Camões e a anatomia humana!
Por Manuel Luciano da Silva, Médico
Camões demonstra na sua obra imortal “Os Lusíadas” que era de facto um barra exímio na mitologia grega e romana. Mas nos conhecimentos de anatomia humana não passava da segunda classe!
Revendo os 8816 versos de “Os Lusíadas” só encontramos 57 vocábulos referentes à anatomia humana. Aqui estão eles:
Tendão de Aquiles, barba, braço, cabeça, cabelo, carne, cauda, cego, colo, coração, corpo, dente, doença, dor, dormir, enfermo, engolir, estômago, estupro, ferida, ferido, garganta, gengiva, hirsuto, homem, homicida, homicídio, humano, intestino, joelho, juízo, lágrima, mulher, nariz, olho, ouvido, perna, regaço, remédio, rosto, sangue, sanguíneo, saúde, seio, sexo, sono, suspiro, suor, surdo, veia, velho, velhice, vida, virgem, vida, vivo e voz.
Ao rever estes nomes fez-me recordar a Anatomia Humana que tive de aprender na Faculdade de Medicina da Universidade de Coimbra usando um livro texto com mais de cinco mil páginas cobrindo Anatomia Descritiva e Topográfica.
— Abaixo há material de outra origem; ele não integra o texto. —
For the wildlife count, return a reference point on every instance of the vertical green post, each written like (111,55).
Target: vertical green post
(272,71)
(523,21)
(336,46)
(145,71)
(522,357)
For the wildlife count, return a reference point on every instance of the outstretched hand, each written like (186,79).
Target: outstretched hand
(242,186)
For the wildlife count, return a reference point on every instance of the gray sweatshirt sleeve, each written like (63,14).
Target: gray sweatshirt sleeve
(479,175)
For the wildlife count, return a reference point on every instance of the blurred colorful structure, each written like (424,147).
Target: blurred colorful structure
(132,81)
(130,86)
Esta cadeira que compreendia dois anos era tão vasta e exigia tanta decoração que todo o estudante de medicina nunca mais desejaria repeti-la na Faculdade de Medicina!
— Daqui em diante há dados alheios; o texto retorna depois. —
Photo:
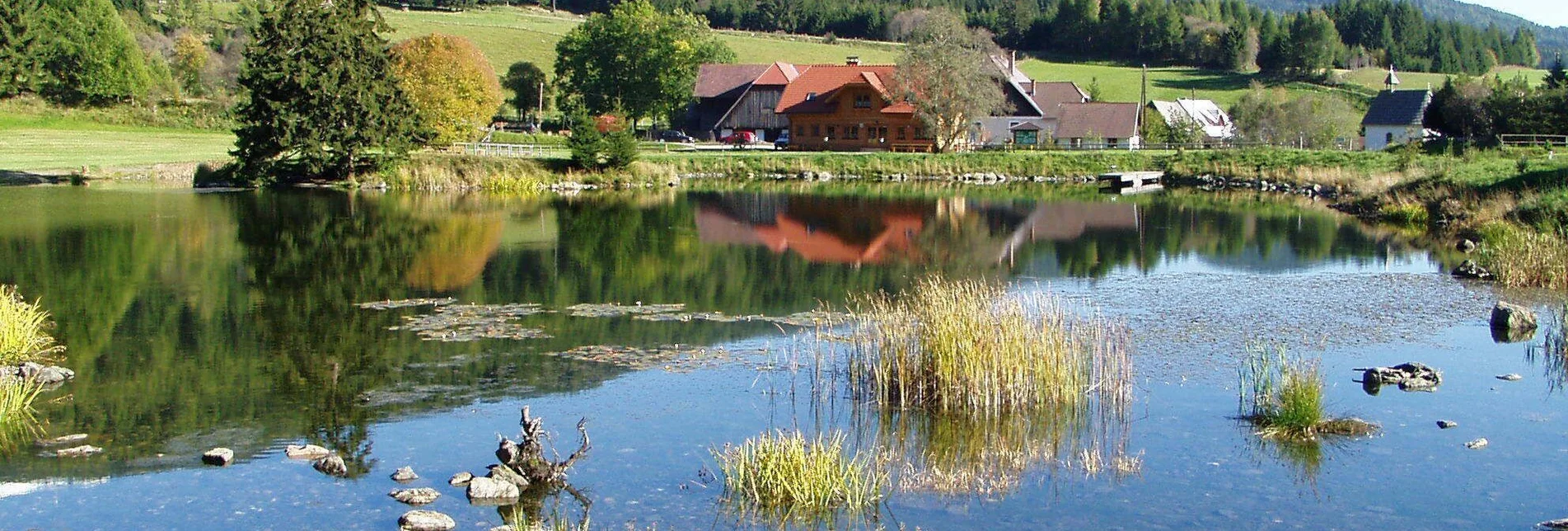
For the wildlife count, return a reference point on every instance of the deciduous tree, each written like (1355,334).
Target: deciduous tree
(322,101)
(635,60)
(946,73)
(452,87)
É interessante notarmos que Camões não se preocupou com o fígado, com os pulmões, com os rins, nem com a pele quando ele teve ocasião de a ver de várias cores quando viajou até ao Oriente!
Verbos:
Em contraste com a anatomia, o grande poeta preocupou-se muito mais com as partes sentimentais e espirituais dando aos seus protagonistas muita energia de acção! Por estas razões Camões usou com muito mais frequência e intensidade verbos de acção. Aqui estão eles em ordem decrescente pelo número de vezes que são usados:
Ser, ver, ter, fazer, dar, estar, ir, vir, deixar, poder, mandar, querer, haver, tomar, por, deixar, trazer, levar, saber, mostrar, passar, ficar, tornar, olhar e chamar.
Substantivos:
Pelos substantivos que Camões usou mais frequentemente poderemos avaliar os valores das coisas que ele mais apreciou na sua obra como poeta. Aqui está a lista dos substantivos em “Os Lusíadas” por ordem decrescente dos números das vezes que Camões os usou. Reparem também na importância da grandeza destes substantivos:
Gente, terra, Rei, mar, água, mundo, céu, reino, peito, Deus, mouro, parte, amor, tempo, nome, filho, fama, força, vento, vida, guerra, cidade, nau, arma, capitão, morte, povo, ilha, campo, lei, olho, dia, cor, inimigo, feito, trabalho, mão, costa, causa e fogo.
Adjectivos:
Para mim é a colecção dos adjectivos mais usados frequentemente em “Os Lusíadas” que me dão uma melhor ideia da alma grande que o poeta tinha e um profundo amor pela Pátria Portuguesa e pelos feitos gloriosos dos nossos marinheiros e dos nossos heróis.
Reparem nos poderosos e positivos adjectivos que o poeta usou em forma decrescente pelo número de vezes:
Grande, alto, forte, duro, claro, novo, fero, humano, vário, antigo, ilustre, frio, formoso, rico, santo, nobre, largo, estranho, certo, doce, grão, ardente, belo, ledo, longo, divino, lusitano, famoso, soberbo, escuro e verdadeiro.
Com esta análise anatómica e introspectiva fiquei a conhecer muito melhor a personalidade do Camões e até a sua composição filosófica e patriótica.
Foi emigrante durante 16 anos na África e na Ásia. Quis voltar a Portugal:
“Esta é a ditosa pátria minha amada (Canto III, 21), para publicar a sua obra prima “Os Lusíadas” em 1572. Ainda viveu mais oito anos. Morreu a 10 de Junho de 1580, mas ainda teve tempo para ser profeta sobre a perca da nossa independência para Espanha, quando disse: “Não só morro na minha pátria, mas morro também com ela!”